Our investors are sometimes disappointed because they feel the property is worth more due to strong rental cash flow. And for patient and savvy investors, they are right. However, we lend against market value. B2R Finance, like most other lenders, is compliant with the Financial Institutions Reform, Recovery, and Enforcement Act of 1989, commonly referred to by its acronym FIRREA. FIRREA is a set of lending guidelines established in the wake of the nation’s savings and loan crisis in the 1980s to address unregulated companies performing incompetent or fraudulent appraisals. And B2R’s independent appraisers follow the widely accepted Uniform Standards of Professional Appraisal Practice (USPAP) in arriving at market value.
B2R’s mission is to be a trusted partner to residential real estate investors. Our goal is to lend money to our customers so that they can continue to invest in their properties and grow their portfolios. So even if the market value falls short of what the borrower had hoped for, investors should consider other factors when deciding whether to seek a real estate loan:
1. Mortgage interest rates are at historic lows and it is still a really affordable time to buy.
2. B2R Finance will advance up to 75% of the market value of a real estate portfolio and give the investor credit for the lease cash flows. Both often result in higher loan proceeds as compared to a commercial bank.
3. Opportunistic real estate windows may close. The disconnect between intrinsic value and market value will narrow. An improving economy could mean investors will face increased competition for homes from owner-occupants if purchase originations rise as expected next year. Now may be a good time even if the loan amount desired isn’t as high as was hoped for.
4. While a lender might be lending less money than was desired, investors can still take that money today and do something with it rather than waiting for the market value to reach the intrinsic value. There are opportunity costs associated with waiting.

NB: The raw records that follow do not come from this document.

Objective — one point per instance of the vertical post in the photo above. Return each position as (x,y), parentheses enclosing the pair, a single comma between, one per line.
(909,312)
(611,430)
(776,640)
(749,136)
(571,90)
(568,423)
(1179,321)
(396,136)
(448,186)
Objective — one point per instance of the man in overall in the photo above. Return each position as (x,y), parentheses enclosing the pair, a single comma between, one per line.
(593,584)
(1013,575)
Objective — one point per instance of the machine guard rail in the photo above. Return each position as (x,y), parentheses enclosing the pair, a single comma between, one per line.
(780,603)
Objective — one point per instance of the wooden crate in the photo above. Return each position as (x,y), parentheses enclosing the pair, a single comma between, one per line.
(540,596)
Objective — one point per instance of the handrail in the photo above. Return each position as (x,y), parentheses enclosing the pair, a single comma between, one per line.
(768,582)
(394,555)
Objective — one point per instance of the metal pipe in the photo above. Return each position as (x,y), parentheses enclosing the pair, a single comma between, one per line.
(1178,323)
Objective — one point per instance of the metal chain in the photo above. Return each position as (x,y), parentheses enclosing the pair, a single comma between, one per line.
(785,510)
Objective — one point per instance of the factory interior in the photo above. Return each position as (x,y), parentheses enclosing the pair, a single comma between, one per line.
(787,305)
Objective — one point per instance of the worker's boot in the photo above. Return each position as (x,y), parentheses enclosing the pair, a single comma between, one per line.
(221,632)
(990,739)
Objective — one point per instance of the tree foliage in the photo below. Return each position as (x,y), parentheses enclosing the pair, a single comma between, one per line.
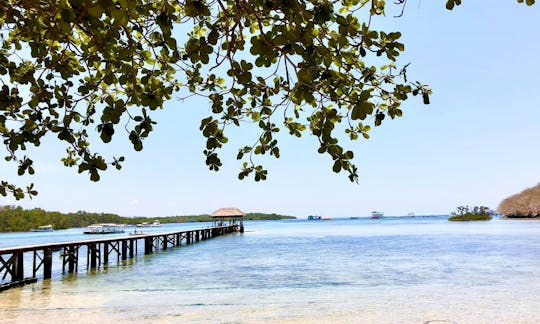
(17,219)
(71,68)
(466,213)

Some investors have played it smart, taking advantage of the imbalance between market price and intrinsic value to add to their portfolios while prices are still affordable and interest rates are low. Now may be a good time to continue to invest while enjoying the yield that comes from a still unrecognized intrinsic value on one’s existing single-family rental portfolio.

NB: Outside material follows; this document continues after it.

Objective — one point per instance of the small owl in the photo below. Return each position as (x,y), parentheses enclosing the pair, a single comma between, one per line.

The information on this page is provided for informational purposes only and does not constitute investment, real estate, or legal advice. This information should not be regarded as a recommendation or an offer to buy or sell any product or service to which this information may relate. No representations or warranties whatsoever, express or implied, are given as to the accuracy or applicability of the information contained herein. The information may be modified or rendered incorrect by changes in the marketplace or developments in the law, or for any other reason, and may not be applicable to any individual reader’s facts and circumstances.